8. Shuttle van tipping can be perplexing, but Gault suggests “if it's late, and you're taking a free shuttle, like from a hotel to a restaurant, tip in advance about $3, and say something like, ‘I'll be getting some more cash in here, and tip you more when you pick us up, but I wanted to give you this for now.’ Then, plan on tipping more on pickup. That way, they're motivated to be sure to pick you up, and not leave you stranded at the end of their night.”

9. If you’re unsure about what to tip while on guided sports activities, world traveler Erin Michelson, who has been on kayaking, diving, and jungle hiking trips, among others, says “for these I always tip between 5-10% of the trip cost, especially if the guide is in charge of your physical safety and really works to ensure your trip is safe and enjoyable. I usually split the tip 5% to the head guide and 5% to the crew.” For more garden-variety day tours, she says she gives “a straight $5- $10 a day for a guide that performs his or her job well, provides a lot of good information, and patiently answers questions.”
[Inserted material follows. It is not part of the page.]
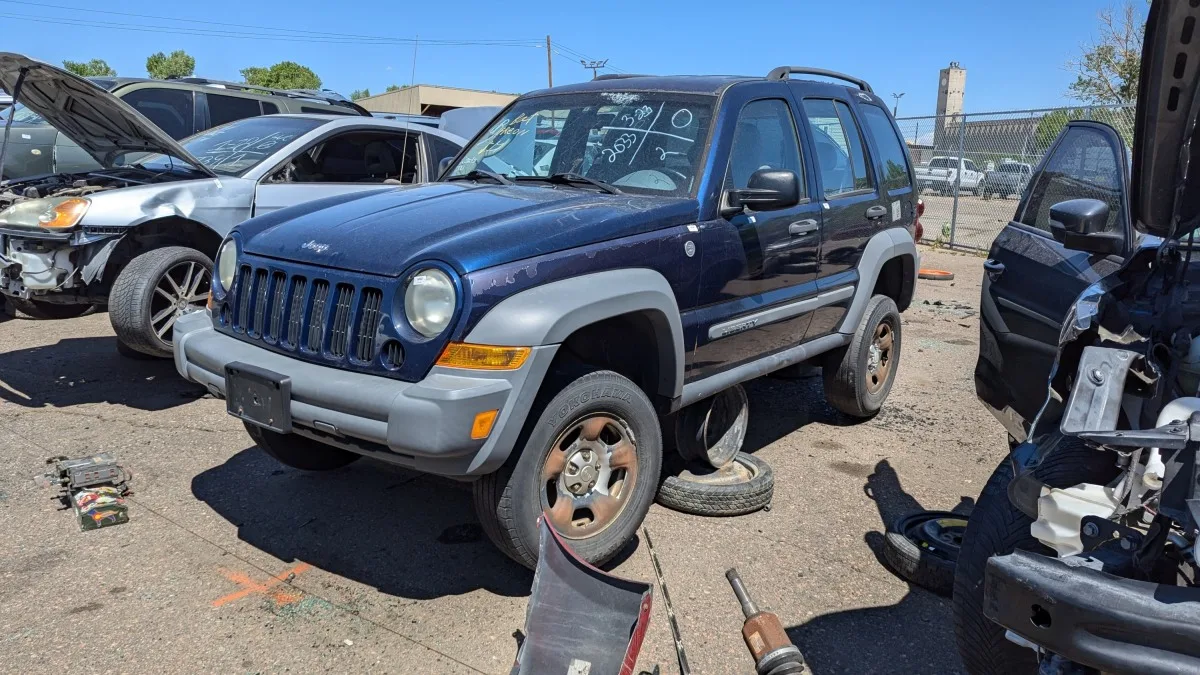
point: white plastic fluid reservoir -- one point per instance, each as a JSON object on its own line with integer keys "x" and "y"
{"x": 1180, "y": 410}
10. Tipping a tour guide can reap other rewards, too, says Angela Lyda, senior editor, at Travel-Ticker.com. “Many tour guides are locals who really know the ins and outs of the destination and often offer their services with little personal financial gain. So, tipping is not only a good gesture, but can lead to some great money-saving advice for your trip. When I was in Peru, we tipped our tour guide 15% and at the end of our tour, he arranged for a car service to take us to the Lima airport the next day for 50% less than what we'd pay in a regular taxi. We got better service in a nicer car for cheap.”